There are a couple of things you can do to fix issues in your database flow.

Logging

Turning on debug logging will give you more detailed information about what the processors are doing, which may be helpful. Logging is configured in conf/logback.xml, where you can add entries setting the logging level for specific processors. It is also possible to configure the bulletin level on individual processors through the UI, but at DEBUG level I find they fly by awfully fast.

<!-- valid logging levels: TRACE, DEBUG, INFO, WARN, ERROR -->

<logger name="org.apache.nifi" level="INFO"/>

...

<!-- Add this for QueryDatabaseTable processor. -->
<logger name="org.apache.nifi.processors.standard.QueryDatabaseTable" level="DEBUG"/>

<!-- Add this for ExecuteSQL processor. -->
<logger name="org.apache.nifi.processors.standard.ExecuteSQL" level="DEBUG"/>

Both QueryDatabaseTable and ExecuteSQL log their queries to the DEBUG logger, so you can see what is being executed:

2016-09-12 16:07:14,909 DEBUG [Timer-Driven Process Thread-2] o.a.n.p.standard.QueryDatabaseTable QueryDatabaseTable[id=2d63a256-6502-4735-a362-8ec6b9b81fc8]
Executing query SELECT id, uuid, created_at, screen_name, location, text FROM tweets WHERE id > 24780

Large Result Sets

Due to the wide variance in SQL support for limiting result sets, NiFi does not provide a means to automagically keep result sets down to hundreds or thousands of rows.
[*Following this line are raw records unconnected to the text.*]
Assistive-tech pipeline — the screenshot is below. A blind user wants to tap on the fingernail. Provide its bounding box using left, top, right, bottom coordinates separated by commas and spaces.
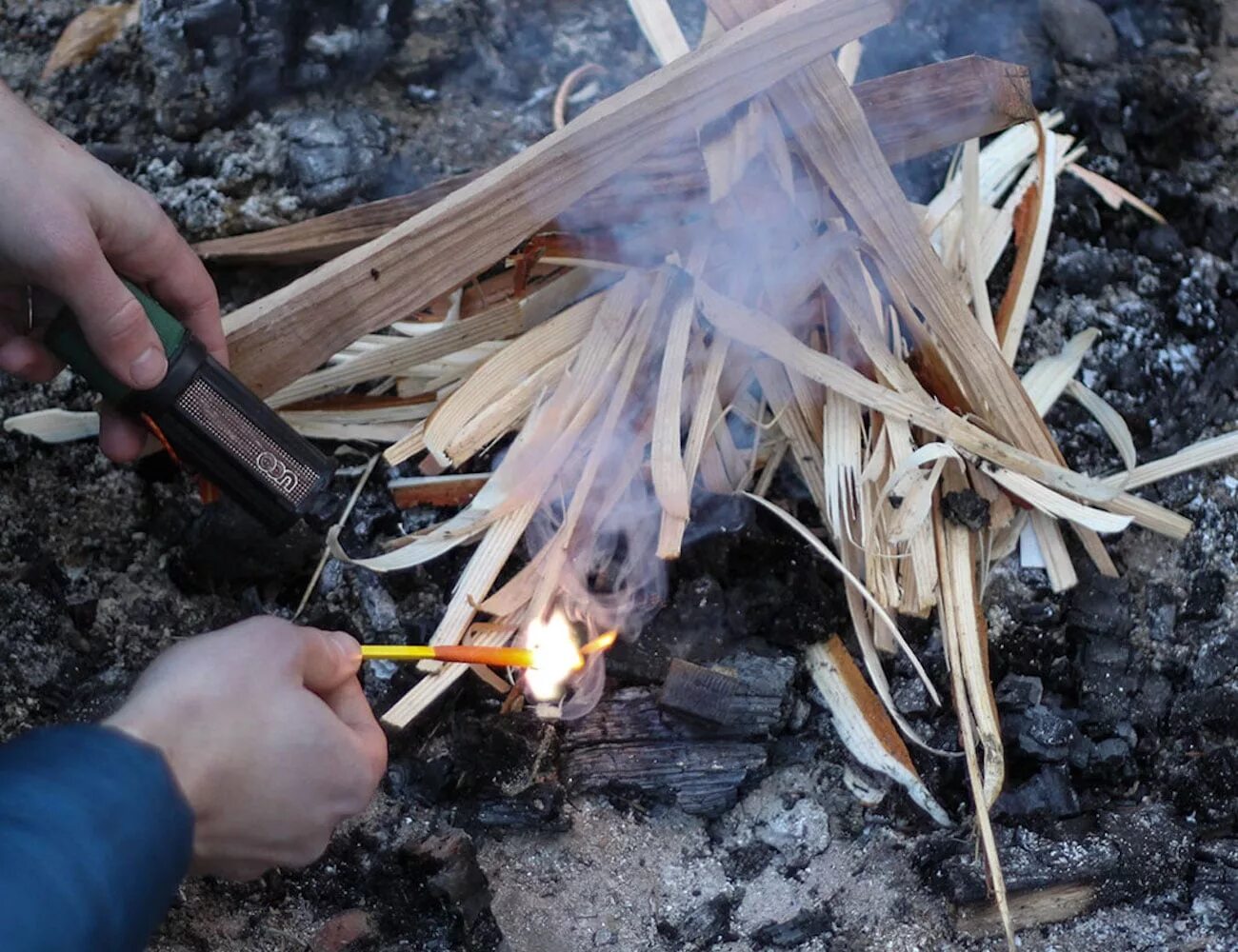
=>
129, 347, 168, 390
330, 631, 362, 664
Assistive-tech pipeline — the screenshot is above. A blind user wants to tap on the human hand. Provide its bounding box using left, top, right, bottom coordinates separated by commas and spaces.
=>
107, 618, 387, 879
0, 83, 228, 462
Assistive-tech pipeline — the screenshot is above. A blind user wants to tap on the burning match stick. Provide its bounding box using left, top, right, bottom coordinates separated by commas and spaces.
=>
362, 631, 619, 668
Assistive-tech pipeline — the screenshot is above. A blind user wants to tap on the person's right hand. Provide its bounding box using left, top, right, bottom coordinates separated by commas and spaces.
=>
107, 618, 387, 879
0, 83, 228, 462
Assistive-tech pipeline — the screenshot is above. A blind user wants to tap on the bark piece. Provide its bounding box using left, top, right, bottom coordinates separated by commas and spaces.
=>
226, 0, 896, 395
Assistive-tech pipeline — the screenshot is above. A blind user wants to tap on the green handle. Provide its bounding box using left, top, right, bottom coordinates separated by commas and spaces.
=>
44, 281, 189, 404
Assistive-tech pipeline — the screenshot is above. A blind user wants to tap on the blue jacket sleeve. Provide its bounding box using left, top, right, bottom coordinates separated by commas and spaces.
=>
0, 725, 193, 952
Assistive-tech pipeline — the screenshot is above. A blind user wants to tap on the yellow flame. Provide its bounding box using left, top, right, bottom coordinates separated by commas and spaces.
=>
525, 611, 585, 701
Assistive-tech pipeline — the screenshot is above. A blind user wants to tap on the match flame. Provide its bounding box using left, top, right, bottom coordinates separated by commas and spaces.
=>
525, 611, 585, 701
525, 611, 619, 701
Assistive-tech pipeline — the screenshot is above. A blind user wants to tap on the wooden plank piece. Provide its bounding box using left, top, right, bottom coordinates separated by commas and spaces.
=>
194, 56, 1035, 265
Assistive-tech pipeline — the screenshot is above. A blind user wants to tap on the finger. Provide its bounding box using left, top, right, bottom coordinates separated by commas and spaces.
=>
297, 627, 362, 697
99, 404, 148, 463
99, 182, 228, 366
322, 677, 388, 792
0, 337, 65, 384
38, 244, 168, 390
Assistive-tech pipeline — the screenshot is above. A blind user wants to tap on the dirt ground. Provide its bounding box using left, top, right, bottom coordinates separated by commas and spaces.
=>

Reading a large table with QueryDatabaseTable may not be practical.

But remember that ExecuteSQL allows you to customize the SQL statement with an incoming FlowFile. If you have NiFi 1.0.0, you can use the GenerateTableFetch processor to do build a stream of incremental queries. In earlier versions of NiFi, you can devise such queries using expression language and perhaps an ExecuteScript processor.